Just talk to it – A way of agentic engineering

Cognitive load & workflow with many agents

  • Some expect multiple concurrent agents to be exhausting; others report the opposite: parallel agents keep them in flow by eliminating waiting time.
  • Limiting factor is the “human context window”: tracking many threads and reviewing large diffs is harder than typing code.
  • Several describe agents as “maliciously compliant”: they wander off into tangents, take minutes for trivial tasks, and need frequent course correction.

Code quality, “AI slop,” and refactoring

  • Many report mediocre output: overly verbose code, 100-line tests that could be 20, 30-line implementations that could be 5, and frequent reintroduction of bugs.
  • Some claim high-quality output is possible and that “slop” is a sign of poor prompts or weak review; others strongly disagree, saying they almost always have to simplify AI code heavily.
  • There’s skepticism about letting the same agents that produced messy code “refactor” it; defenders note this is analogous to humans debugging their own bugs, provided tests and constraints exist.
  • LLMs are said to be good at pursuing a single, clearly defined objective (e.g., “pass these tests, keep diff under N characters”) but bad at balancing multiple competing goals or evolving design.

Scale, maintainability, and project realism

  • The cited 300k LOC AI-maintained codebase divides opinion: some see it as impressive; others call it “cowboy coding” and suspect much of it could be a tiny fraction if written thoughtfully.
  • Without full access to the closed-source project, commenters find it “unclear” how robust the system is (DB schema changes, migrations, auth/RBAC, performance).
  • Inspections of related public repos show heavy scaffolding, logging, and questionable tests, reinforcing doubts about maintainability at that size.

Tools, hooks, and guardrails

  • Claude Code “hooks” and similar features in other tools are praised for encoding process and policy: whitelisting dependencies, auto-approving/denying actions, and providing structured guidance beyond raw context.
  • Too many plugins/tools at once is seen as harmful: it burns context and confuses agents; recommended practice is enabling only task-specific tools.
  • Suggested guardrails: strong test suites, linters, benchmarks, explicit migration tools, diff-size limits, and treating agents as junior devs whose work always needs review.

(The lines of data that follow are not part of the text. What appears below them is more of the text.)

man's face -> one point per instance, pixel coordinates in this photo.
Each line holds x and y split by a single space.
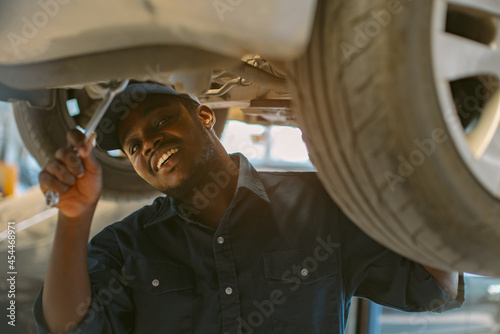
168 147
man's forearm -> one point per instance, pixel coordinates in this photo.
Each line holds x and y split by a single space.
67 293
448 280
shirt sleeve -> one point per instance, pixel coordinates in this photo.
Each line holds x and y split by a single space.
111 310
374 272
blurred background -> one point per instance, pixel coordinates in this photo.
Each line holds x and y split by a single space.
268 147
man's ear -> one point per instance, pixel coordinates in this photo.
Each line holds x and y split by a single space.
206 116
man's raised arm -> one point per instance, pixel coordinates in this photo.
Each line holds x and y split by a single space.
78 179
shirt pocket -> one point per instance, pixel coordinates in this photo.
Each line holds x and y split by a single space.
307 284
163 295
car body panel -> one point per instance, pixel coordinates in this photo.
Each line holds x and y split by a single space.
38 31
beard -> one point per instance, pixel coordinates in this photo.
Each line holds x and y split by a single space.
196 177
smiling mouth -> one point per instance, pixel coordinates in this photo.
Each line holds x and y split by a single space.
165 157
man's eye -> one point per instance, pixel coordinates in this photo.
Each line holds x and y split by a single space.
162 121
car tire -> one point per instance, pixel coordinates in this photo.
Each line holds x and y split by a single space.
386 147
44 131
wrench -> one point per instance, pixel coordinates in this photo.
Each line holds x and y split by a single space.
52 197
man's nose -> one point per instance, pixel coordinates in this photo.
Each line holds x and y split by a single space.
149 144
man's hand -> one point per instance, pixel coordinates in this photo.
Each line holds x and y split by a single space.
76 177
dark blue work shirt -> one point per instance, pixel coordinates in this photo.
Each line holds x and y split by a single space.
284 259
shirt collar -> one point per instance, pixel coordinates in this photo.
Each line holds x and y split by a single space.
248 178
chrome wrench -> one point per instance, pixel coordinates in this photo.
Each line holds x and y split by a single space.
52 197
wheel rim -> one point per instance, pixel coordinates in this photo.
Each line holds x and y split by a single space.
466 60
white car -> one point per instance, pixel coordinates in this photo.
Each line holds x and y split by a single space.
398 100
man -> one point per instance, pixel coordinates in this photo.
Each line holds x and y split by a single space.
228 250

Adoption gap, cost, and hype

  • Several readers feel inadequate compared to “AI writes 50–100% of my code” claims; others argue this is mostly marketing hyperbole and selective success stories.
  • Reported token spend (~$1,000/month) is debated: some note that on raw hourly cost this undercuts humans; others point out that a human is still needed for prompting, review, and decision-making.
  • There’s broad skepticism about “no-BS” narratives that rely on magical incantations, lots of Twitter links, and little concrete evidence of long-term, production-quality outcomes.

Changing developer roles & personal fit

  • With multiple agents, the role shifts toward managing synthetic teammates: planning, setting constraints, and reviewing PRs instead of writing every line.
  • Some experienced developers love this “agentic engineering,” saying it amplifies their architectural and design work; others find it stressful and fear a future of supervising untrusted code.
  • People report strong “personality” preferences: some click with Claude and clash with GPT-based tools, or vice versa, suggesting the UX and “disposition” of models matter as much as raw capability.